My copy of this book is a trade paperback meaning it’s small enough to fit in my purse. 🙂 It’s printed by St. Martin’s Press, the Paperback division.  Copyright is 2017 and held by Nora Roberts aka J.D. Robb.  It’s a cop driven whodoneit which I like when it’s written well.

Lieutenant Eve Dallas and Detective Peabody (aka Shebody to her beau, EDD Detective Ian McNab) are the main players from the police force, and there’s Raorke, the civilian consultant.  He also happens to very rich and very married to Eve though she doesn’t use his last name when she’s working.  Not sure what that means, but it’s in the book.

The story starts with Eve going to a swank bar to meet a colleague she really doesn’t like that much and during a somewhat testy exchange of why don’t you like me; I don’t like you because.. Eve sees a woman come staggering into the bar from the lower floor, bleeding.  She literally catches the woman before she dies and goes to the floor with her even as she breathes her last.

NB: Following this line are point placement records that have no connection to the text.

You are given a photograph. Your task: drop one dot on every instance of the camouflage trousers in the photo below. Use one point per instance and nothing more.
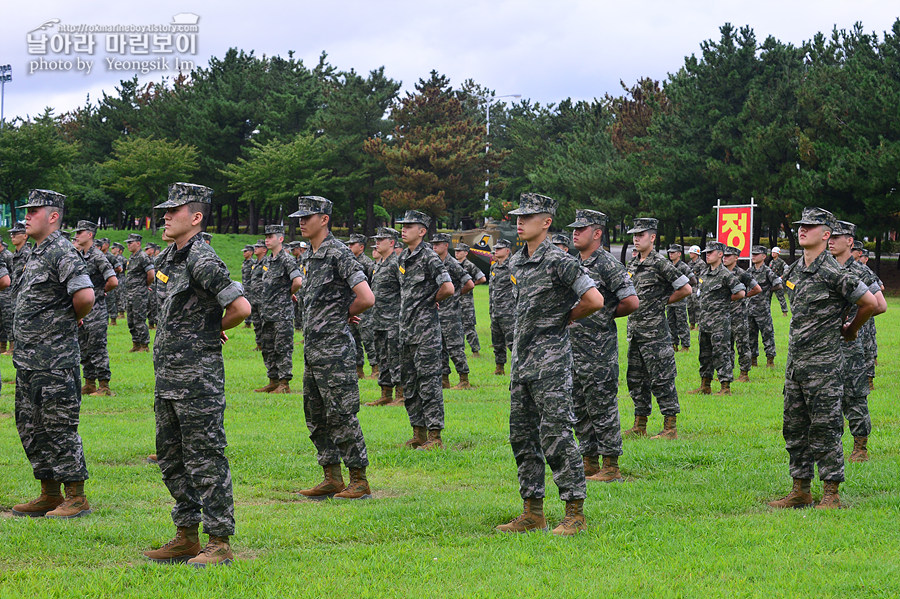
(276, 341)
(190, 446)
(541, 419)
(92, 343)
(136, 308)
(760, 323)
(48, 405)
(678, 324)
(388, 357)
(596, 407)
(813, 424)
(651, 368)
(330, 404)
(420, 371)
(714, 353)
(502, 333)
(855, 403)
(467, 305)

So begins the mystery of who killed the woman, who turns out to be the gossip queen of a big television studio.  Everyone has a reason to kill, more so than others, so motive is a no-brainer.  The question is, amongst all the people this woman blackmailed and extorted, who actually ended her.

I enjoyed the book immensely.  I’ve actually read most of the series from the very beginning, and the evolution of the Eve character is fun to watch. 🙂 Sex is in the book, but it’s not all that graphic (not compared to many so called “romance” books that are really just soft porn).  It’s also between the loving couple of Eve and Dallas, and it’s part of the story – their story.

This story isn’t your run of the mill mystery.  People really matter.  How they feel, what they’ve been through and the secrets they’ve felt the need to protect despite what it led to – in this case extortion and blackmail.  There’s a great deal of depth and emotion, and I really like that as it makes me care more, makes me relate better, to the characters.

I highly recommend reading this book, but as usual, I don’t advocate taking my advice blindly.  Check out the book yourself.  If it’s not what you like, no worries.  I’m not here to judge, just to share a little bit of my world with you. 🙂

See you all on the flipside and don’t forget your towel and sonic screwdriver!

Crimson Shore – Preston & Child

This book is written by Douglas Preston and Lincoln Child.  They have written 15 novels featuring Agent A.X.L. Pendergast.   It is published by Grand Central Publishing Copyright 2016.  My copy is a trade paperback with about 395 pages of story in it plus an About The Authors page that is almost a full page.  They have a Facebook page and a website: PrestonChild.com

As I said in a previous post, I had read an earlier book by the pair featuring this FBI agent, and I wasn’t too thrilled with it.  Now, years later however, I am actually liking the guy and his methods of doing things his way – helps when you’re seriously rich I guess.

Anyway, in this book, our erstwhile hero and his assistant/ward, Constance Greene, are asked to look into the theft of an entire collection of wine from the cellar of the former home of a lighthouse keeper – said lighthouse being under the care of the US Coast Guard – but the house not, in Exmouth, Massachusetts.  They find all is not what it seems!

This story is full of lots of wonderful twists, turns and the general sneakiness of good mystery stories.  Agent Pendergast is someone who reminds me of Hercule Poirot, without the accent or the moustache!  He keeps his thoughts close to the vest, asks leading questions of Constance to get her quick mind to work and is quite the showman when he needs to be.

Constance is a shallow person to me so far.  She’s a secondary character who is more sidekick than anything else.  I have only caught glimpses of her backstory in the two books I’ve read so far.  I am looking forward to going back to the beginning and starting this journey the right way.

I highly recommend this book!  It’s lots of fun, and I actually read it in one sitting as I couldn’t set it down even to get some sleep!  As always, don’t take my word for it – peruse the book yourself and decide whether it’s worth reading.  Form your own opinion about it as well.  After all, who am I to tell you what to think and what to feel?  That’s your job.

See you on the flipside and don’t forget your towel and screwdriver!